Application Workflow
Upon triggering by a push to the main branch, the application will go through the following flow:
-
Processing: The application will read the JSON files and key material to collate the necessary information for pre-generating responses. This includes details about provider versions, module versions, download URLs, SHA sums, and corresponding GPG public keys.
-
Generation: The application will create a directory structure that corresponds to the OpenTofu v1 API's URL paths for listing versions.
For example:
/v1/providers/{namespace}/{type}/versions
For listing versions/v1/providers/{namespace}/{type}/{version}/download/{os}/{arch}
for downloading specific versions for specific architectures.
Example: Null Provider Generation
Taking the example of the "null" provider, the generation application would produce a directory structure similar to this:
.
└── providers
└── opentofu
└── terraform-provider-null
├── 0.1.0
│ └── download
│ ├── darwin
│ │ └── amd64
│ ├── linux
│ │ ├── 386
│ │ └── amd64
│ └── windows
│ ├── 386
│ └── amd64
...
├── 3.2.1
│ └── download
│ ├── darwin
│ │ ├── amd64
│ │ └── arm64
│ ├── linux
│ │ ├── 386
│ │ ├── amd64
│ │ ├── arm
│ │ └── arm64
│ └── windows
│ ├── 386
│ ├── amd64
│ ├── arm
│ └── arm64
└── versions
Each subdirectory under the version number (e.g., 0.1.0, 3.2.1, etc.) will contain other directories named after OSes and their corresponding architectures. Within these directories, JSON files will contain metadata for downloading the providers, including URLs, SHAs, and signature information.

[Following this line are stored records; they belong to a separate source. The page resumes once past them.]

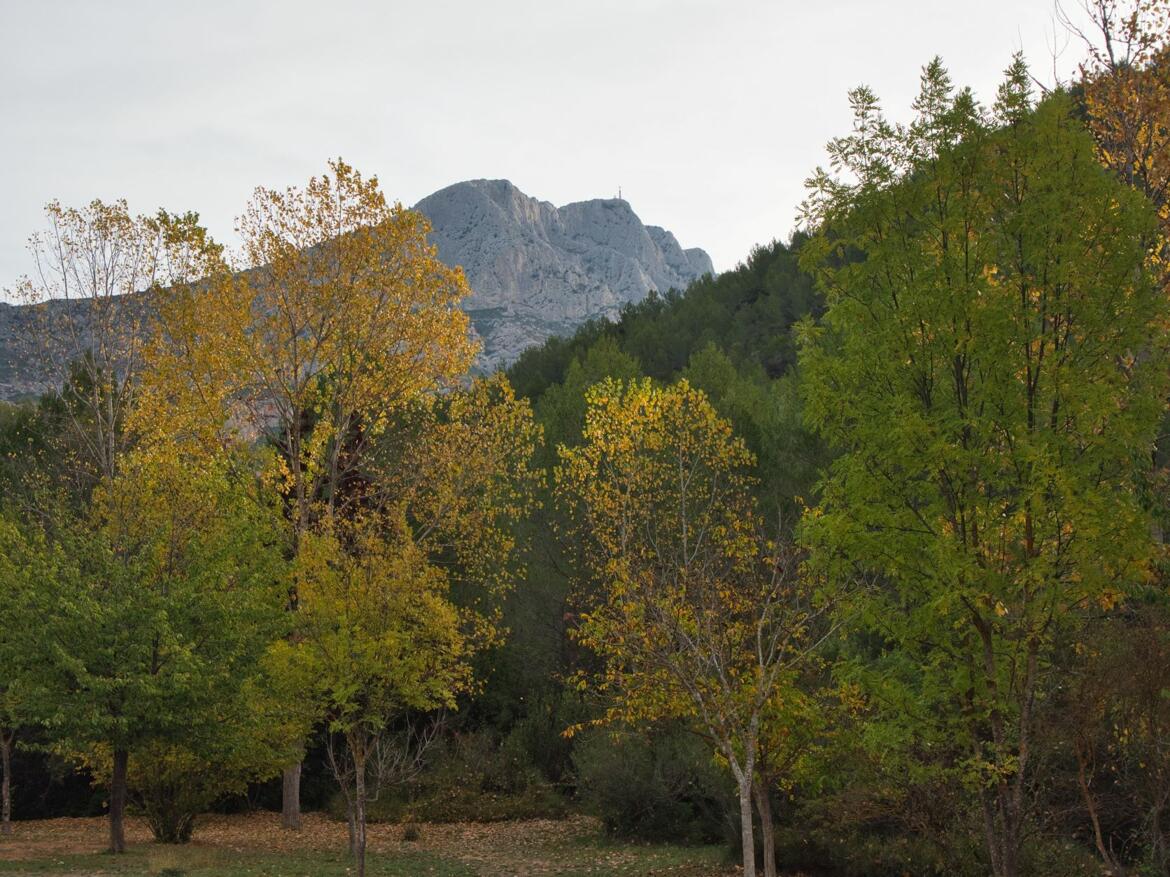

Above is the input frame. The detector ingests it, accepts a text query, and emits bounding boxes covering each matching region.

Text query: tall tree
[0,515,55,836]
[9,202,215,491]
[798,57,1168,877]
[276,376,540,877]
[139,159,476,827]
[557,377,824,877]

By matching the directory structure to the v1 api paths, we can expose the bucket directly and serve the filesystem as if it was an API.
Note
For information about the exact format of the files stored. See the documentation for the Provider Registry Protocol and the Module Registry Protocol
Storage and Delivery Options
Overview
A crucial aspect of the OpenTofu registry is the choice of storage and delivery solutions to host the pre-generated API responses. The chosen solution must be robust, scalable, and performant, ensuring that users can access the registry data with minimal latency and high availability. This section explores different storage options and their compatibility with various CDN (Content Delivery Network) services, with a focus on their potential use in the OpenTofu infrastructure.

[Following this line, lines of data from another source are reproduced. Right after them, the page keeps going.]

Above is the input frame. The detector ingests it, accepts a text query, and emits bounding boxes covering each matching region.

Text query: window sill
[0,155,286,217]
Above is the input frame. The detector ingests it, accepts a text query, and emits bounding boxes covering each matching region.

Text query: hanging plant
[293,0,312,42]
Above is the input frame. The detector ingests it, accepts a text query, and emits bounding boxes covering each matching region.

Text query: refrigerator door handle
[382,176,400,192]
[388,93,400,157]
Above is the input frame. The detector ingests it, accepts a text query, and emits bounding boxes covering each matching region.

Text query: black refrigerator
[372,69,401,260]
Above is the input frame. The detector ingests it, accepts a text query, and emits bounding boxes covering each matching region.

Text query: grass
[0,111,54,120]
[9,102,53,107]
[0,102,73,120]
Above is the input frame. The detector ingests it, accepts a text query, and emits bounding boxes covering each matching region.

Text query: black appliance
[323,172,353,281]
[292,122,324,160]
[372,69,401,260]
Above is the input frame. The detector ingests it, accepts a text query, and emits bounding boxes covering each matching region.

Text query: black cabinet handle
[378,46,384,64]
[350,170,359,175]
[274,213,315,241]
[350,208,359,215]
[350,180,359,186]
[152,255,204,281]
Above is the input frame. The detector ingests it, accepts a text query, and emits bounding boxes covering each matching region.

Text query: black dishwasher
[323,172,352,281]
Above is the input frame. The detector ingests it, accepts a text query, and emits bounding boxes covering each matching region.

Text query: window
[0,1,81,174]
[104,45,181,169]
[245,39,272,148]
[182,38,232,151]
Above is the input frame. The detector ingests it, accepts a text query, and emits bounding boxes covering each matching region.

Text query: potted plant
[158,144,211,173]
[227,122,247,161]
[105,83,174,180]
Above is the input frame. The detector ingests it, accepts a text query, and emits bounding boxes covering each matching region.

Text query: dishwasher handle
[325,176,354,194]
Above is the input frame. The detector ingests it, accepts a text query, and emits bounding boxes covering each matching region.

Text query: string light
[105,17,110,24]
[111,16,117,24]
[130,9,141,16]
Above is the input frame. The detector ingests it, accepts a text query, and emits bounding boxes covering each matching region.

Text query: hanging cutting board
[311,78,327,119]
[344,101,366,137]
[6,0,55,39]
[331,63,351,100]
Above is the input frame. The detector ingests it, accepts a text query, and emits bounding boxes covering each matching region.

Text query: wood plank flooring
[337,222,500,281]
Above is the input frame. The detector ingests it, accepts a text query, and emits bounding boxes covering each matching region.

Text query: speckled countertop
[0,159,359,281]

S3 + Fastly/Cloudflare/Other
Pros: - Proven reliability and widespread use in the industry. - High configurability and fine-grain control over caching policies. - Robust security features and DDoS protection.

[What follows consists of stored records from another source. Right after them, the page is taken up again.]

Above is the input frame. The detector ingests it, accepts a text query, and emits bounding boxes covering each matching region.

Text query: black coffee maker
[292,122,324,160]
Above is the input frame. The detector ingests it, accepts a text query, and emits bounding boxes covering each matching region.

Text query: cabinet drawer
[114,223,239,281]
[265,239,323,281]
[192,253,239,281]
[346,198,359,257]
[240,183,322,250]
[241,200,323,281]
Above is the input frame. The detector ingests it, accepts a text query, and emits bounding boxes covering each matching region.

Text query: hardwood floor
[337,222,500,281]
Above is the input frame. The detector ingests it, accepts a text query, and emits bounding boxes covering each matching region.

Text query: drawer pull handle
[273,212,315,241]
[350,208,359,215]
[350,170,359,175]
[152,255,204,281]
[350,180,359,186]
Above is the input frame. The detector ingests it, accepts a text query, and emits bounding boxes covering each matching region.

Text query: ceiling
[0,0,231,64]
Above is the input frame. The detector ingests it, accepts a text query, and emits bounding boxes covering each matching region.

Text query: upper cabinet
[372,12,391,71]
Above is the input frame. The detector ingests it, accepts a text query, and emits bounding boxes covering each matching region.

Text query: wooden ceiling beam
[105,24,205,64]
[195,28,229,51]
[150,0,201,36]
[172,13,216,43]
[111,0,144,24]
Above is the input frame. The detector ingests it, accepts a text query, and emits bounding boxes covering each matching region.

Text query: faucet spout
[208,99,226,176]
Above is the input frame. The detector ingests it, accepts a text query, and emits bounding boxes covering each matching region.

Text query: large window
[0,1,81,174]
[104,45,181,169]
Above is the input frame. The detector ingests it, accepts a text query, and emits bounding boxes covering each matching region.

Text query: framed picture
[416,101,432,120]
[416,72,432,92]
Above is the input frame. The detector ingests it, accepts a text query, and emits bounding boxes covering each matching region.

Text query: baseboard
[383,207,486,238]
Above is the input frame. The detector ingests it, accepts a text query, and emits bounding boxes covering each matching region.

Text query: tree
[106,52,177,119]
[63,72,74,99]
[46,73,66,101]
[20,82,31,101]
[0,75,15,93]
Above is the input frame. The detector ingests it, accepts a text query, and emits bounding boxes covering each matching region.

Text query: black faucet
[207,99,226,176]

Cons: - Potential for higher costs compared to other CDN solutions.
Cloudflare R2
Pros: - Avoids egress fees typically associated with data transfer out of S3. - Integrated with Cloudflare's existing CDN and security services. - Provides a potential cost-effective solution for high read volumes. - One single product to configure, setup and maintain to satisfy the requirements.
Cons: - Lack of global replication might be an issue for the OpenTofu registry's use case.
Open Questions
While each of these storage options presents viable possibilities for the OpenTofu registry, careful investigation and testing are required to determine the optimal choice. A key concern to address is how to handle global replication, especially considering the limitation currently evident with Cloudflare R2.
Answered by @cube2222:
Fwiw I did write an email to CloudFlare asking how they'd propose doing multi-region static file hosting with R2. I suppose we'd just rclone to multiple regional buckets and then put a load balancer in front of that.
Alright, it's confirmed that the single-regionality of R2 buckets isn't the common meaning of the word, and those are hosted in a geographically distributed way. The region indicates where the primary requesting users are (and is vague, like "Europe"). Which means we can go ahead and use a plain public R2 bucket for this!